2. A discussion of how many errors should be tolerated in the sequence
   data in the human genome project.

	This message addresses my concerns about the second issue.

	How accurate should data be before it is published and entered
into the databases.  The discussion at Wolf Trap ranged from 99% accuracy
(1 mistake/100 bases) to 99.9% accuracy (1 mistake/1000 bases).
	In this regard, recent mail was posted stating that the Automated
DNA sequencing instruments should submit the data directly to the databases.
It should be pointed out that the accuracy of the data collected by
these instruments ranges from 80% to 99% depending on the quality of the
DNA sequenced, the protocols used for sequencing, the instrument used and
its associated programs, and the ability of the individual scientist to 
proof read his/her sequence.  To suggest that these instruments should enter
the data directly to the databases is absurd as no one would want to submit
data which was so filled with errors and sequenced only once.  It also
should be pointed out that each base in a final sequence should be the result
of several experiments in which each base is sequenced a minimum of twice
in one orientation and at least once in the other orientation.  This rule
to insure the greatest accuracy in a sequenced region was termed the
"rule of 3" in Sanger's laboratory at the MRC while we were sequencing
the human mitochondrial genome and has been widely adopted by sequencers.
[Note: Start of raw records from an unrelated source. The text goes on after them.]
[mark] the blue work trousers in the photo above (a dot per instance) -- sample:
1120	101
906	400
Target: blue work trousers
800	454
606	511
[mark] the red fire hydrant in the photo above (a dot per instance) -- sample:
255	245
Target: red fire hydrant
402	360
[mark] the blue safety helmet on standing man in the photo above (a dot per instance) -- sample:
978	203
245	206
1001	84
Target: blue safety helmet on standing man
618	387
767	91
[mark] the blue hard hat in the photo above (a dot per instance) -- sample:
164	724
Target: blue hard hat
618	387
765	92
	Once a sequence has been completed and is submitted for publication
and to one of the databases, one usually is convinced that it is 100%
accurate.  However, in reality the sequence usually does contain errors
which can be minimized by sequencing separate isolates, sequencing following
the "rule of 3", extensive proofreading, and altering the sequencing
conditions such that gel artifacts (compressions) and sequence ambiguities
are as low as possible.
	With this in mind, the issue is to discuss the extent of acceptable
error.  A quick and dirty road map of the human genome would probably have
an error of 1-2% if those of us working on this project were not concerned
with minimizing the errors.  But how minimal is minimal?  What is an
acceptable error to those doing evolutionary comparisons?  The goal of
keeping the errors to less than 1 in 10,000 or even 1 in 1000 may be
unrealistic but what good is the data if it is filled with errors? 
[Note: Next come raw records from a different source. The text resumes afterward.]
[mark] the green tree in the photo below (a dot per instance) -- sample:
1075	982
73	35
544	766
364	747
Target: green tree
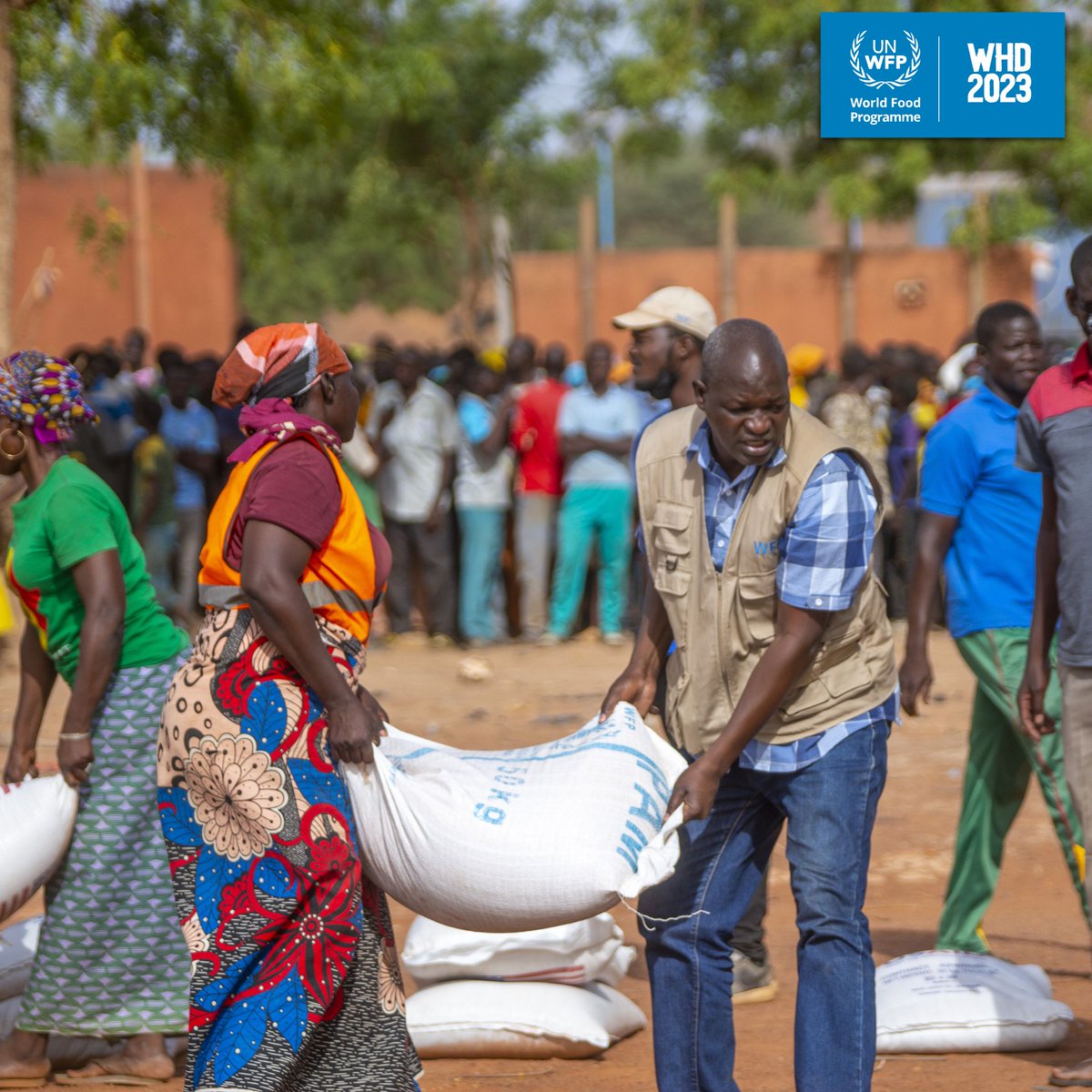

	At present we are sequencing both the human c-abl gene on chromosome
9 and the break point cluster gene (bcr) region on chromosome 22.  Sequencing
both regions will entail determining the sequence of over 500,000 unique
nucleotides. To follow the "rule of 3" we must obtain sequence data from
over 1.5 million bases to complete the sequence of the 500,000 nucleotides.
If our accuracy is 99.99% then 50 nucleotide will be in error which may
well be an acceptable level.  However, if our accuracy is 99.9%, 500
nucleotides will be incorrect.  The error of 500 nucleotides out of
500,000 to me is unacceptable. Thus, methods will be needed to rapidly
find these errors and correct them before the sequenced region is entered
into the literature and available in the databases.  Finding and correcting
any sequencing errors takes the major portion of a sequencers time. 
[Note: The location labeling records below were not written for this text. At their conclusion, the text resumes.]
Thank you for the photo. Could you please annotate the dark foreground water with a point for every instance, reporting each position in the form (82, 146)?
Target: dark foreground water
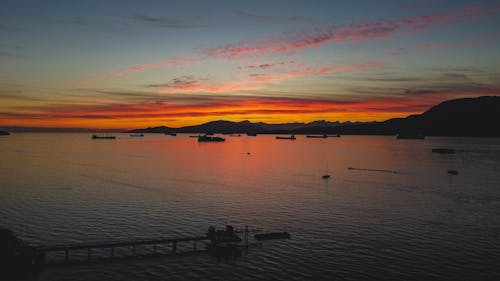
(417, 224)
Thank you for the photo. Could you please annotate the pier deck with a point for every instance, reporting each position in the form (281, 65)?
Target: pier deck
(68, 248)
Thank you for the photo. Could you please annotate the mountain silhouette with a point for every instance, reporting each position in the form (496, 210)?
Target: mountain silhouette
(459, 117)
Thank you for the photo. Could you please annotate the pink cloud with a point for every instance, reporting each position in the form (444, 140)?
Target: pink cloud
(268, 65)
(154, 65)
(190, 84)
(353, 32)
(254, 81)
(314, 70)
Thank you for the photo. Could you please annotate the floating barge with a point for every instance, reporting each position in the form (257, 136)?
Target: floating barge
(94, 137)
(272, 236)
(444, 150)
(292, 137)
(410, 136)
(207, 138)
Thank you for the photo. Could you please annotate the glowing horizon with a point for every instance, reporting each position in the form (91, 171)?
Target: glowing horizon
(145, 64)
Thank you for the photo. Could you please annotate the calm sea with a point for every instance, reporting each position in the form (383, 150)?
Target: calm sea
(416, 223)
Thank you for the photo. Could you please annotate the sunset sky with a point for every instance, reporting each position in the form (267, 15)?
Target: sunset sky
(132, 64)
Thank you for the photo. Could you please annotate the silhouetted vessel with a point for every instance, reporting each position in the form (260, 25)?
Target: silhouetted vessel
(324, 136)
(292, 137)
(272, 235)
(444, 150)
(207, 138)
(103, 137)
(411, 136)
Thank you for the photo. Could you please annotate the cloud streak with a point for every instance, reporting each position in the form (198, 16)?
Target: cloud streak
(292, 42)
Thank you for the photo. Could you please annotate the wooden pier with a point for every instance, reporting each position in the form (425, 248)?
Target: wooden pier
(131, 245)
(215, 239)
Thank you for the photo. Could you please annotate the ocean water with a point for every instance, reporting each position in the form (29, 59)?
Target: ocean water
(414, 223)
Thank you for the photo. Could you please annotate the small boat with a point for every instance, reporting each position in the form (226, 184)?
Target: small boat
(324, 136)
(411, 136)
(292, 137)
(272, 235)
(444, 150)
(207, 138)
(94, 137)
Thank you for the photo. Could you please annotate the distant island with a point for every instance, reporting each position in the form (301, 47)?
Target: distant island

90% of the sequence data usually is collected in 10% of the time and the
remaining 90% of the time for a sequencing project entails collecting the
remaining 10% of the data, most of which is resolving artifacts and
proofreading to minimize the errors.

	To address this issue adequately, it is important that we also 
discuss the cost factors.  If, as several groups have suggested, it now
is possible to collect roughly 10,000 nucleotides of sequence data per
automated DNA sequencing instrument/day with one or more persons feeding
the instrument with DNA sequencing reactions. Therefore, it will take
150 days to collect the 1.5 million nucleotides necessary for us to
complete the sequence of the human genomic c-abl and bcr regions.  But
in light of my above discussion, these 150 days represent only 10% of
the actual work, because clones have to be isolated, and the sequence needs
proofreading, etc. Thus it really will take 1350 instrument-days to complete
the entire sequence with an error of roughly 500 nucleotides.  That's almost
4 years (depending on how you count weekends).
	If the human genome contains roughly 3 billion nucleotides,
then it would take 24,000 years to complete the sequence of the entire
human genome with one instrument and 24 years using 1000 instruments.
At $100,000 per instrument, that's $100 million in instruments alone.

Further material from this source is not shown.